Le prix humain payé pour la mode de luxe remonte à plus d’un siècle
Le marché moderne et mondialisé de la mode éphémère est depuis longtemps soumis à des pressions pour éliminer les ateliers clandestins. Les mauvaises conditions de travail ont persisté alors même que la mondialisation de la mode a permis à des marques européennes bien connues de s’étendre à l’échelle internationale, ainsi qu’à l’émergence de nouveaux centres de production et de création de mode depuis les années 1990, comme à Shanghai, en Chine. Mais un examen historique des travailleurs et de la technologie dans l’industrie de la mode à la fin du 19e siècle en France montre que ces tendances reproduisent un modèle industriel. Par le passé, l’expansion rapide a déqualifié la main-d’œuvre – principalement les femmes – grâce à la technologie, afin de répondre à la croissance constante de la demande de vêtements à moindre coût. «Nous utilisons l’histoire comme un prisme pour comprendre ce qui se passe, parfois pour voir que certaines choses ont changé, mais aussi que d’autres ne changent pas beaucoup», explique Véronique Pouillard, coordinatrice du projet MISS(s’ouvre dans une nouvelle fenêtre) et professeure d’histoire internationale moderne au département d’archéologie, de conservation et d’histoire(s’ouvre dans une nouvelle fenêtre) de l’université d’Oslo. Par exemple, elle note que l’industrie de l’habillement du Zhejiang, une province chinoise proche de Shanghai, a ouvertement modelé le développement de ses marques mondiales sur celui de Paris au 19e siècle, lorsque les marques de luxe émergeaient en France.

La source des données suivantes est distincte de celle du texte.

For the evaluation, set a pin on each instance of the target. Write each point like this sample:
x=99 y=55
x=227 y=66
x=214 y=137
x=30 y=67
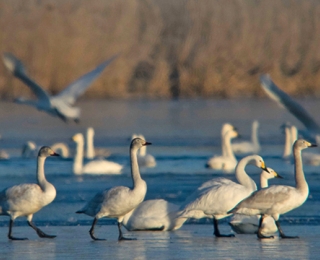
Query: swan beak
x=263 y=167
x=276 y=175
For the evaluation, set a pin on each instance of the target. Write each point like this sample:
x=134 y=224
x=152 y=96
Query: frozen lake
x=184 y=135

Comprendre les changements à travers l’histoire
«Le projet MISS vise non seulement à récupérer des données anciennes, mais aussi à essayer de comprendre les changements sociétaux en recueillant des données historiques sur la production et la consommation», explique Véronique Pouillard. L’analyse des archives historiques de la production mécanisée dans l’industrie de la mode en France dans les années 1890, réalisée par l’historienne de la mode Audrey Millet, postdoctorante dans le département de Véronique Pouillard, avec le soutien du programme Actions Marie Skłodowska-Curie(s’ouvre dans une nouvelle fenêtre), a révélé que les gains de productivité au cours de cette période n’étaient pas nécessairement dus à des innovations techniques telles que les machines à coudre. Ce sont plutôt des conditions d’atelier proches de l’esclavage et des politiques de prix agressives qui ont conduit à une réduction des coûts de production.
Un prix humain payé pour les marques de luxe
Le projet établit une comparaison avec les marques de vêtements actuelles qui produisent des vêtements à très bas prix. «Il y a des problèmes avec les droits de l’homme parce que les vêtements sont produits à très bas prix», souligne Véronique Pouillard, qui fait le lien avec un autre projet financé par l’UE qu’elle dirige: Creative IPR: The history of intellectual property rights in creative industries. «Nous avons étudié des marques nationales. Avec le "Made in France", on pense à l’image de Paris et au prestige. Mais cela ne permet pas d’évaluer les conditions de production. Cela ne nous dit pas comment les objets sont réellement fabriqués», explique-t-elle, en se référant à leur recherche publiée conjointement(s’ouvre dans une nouvelle fenêtre). «L’histoire montre que les défis sont récurrents. Cela signifie que nous devons persister à faire respecter les règles», ajoute Véronique Pouillard, qui ajoute: «Il est important de disposer de cadres [réglementaires] solides et de maintenir les droits de l’homme au cœur des conditions de production.»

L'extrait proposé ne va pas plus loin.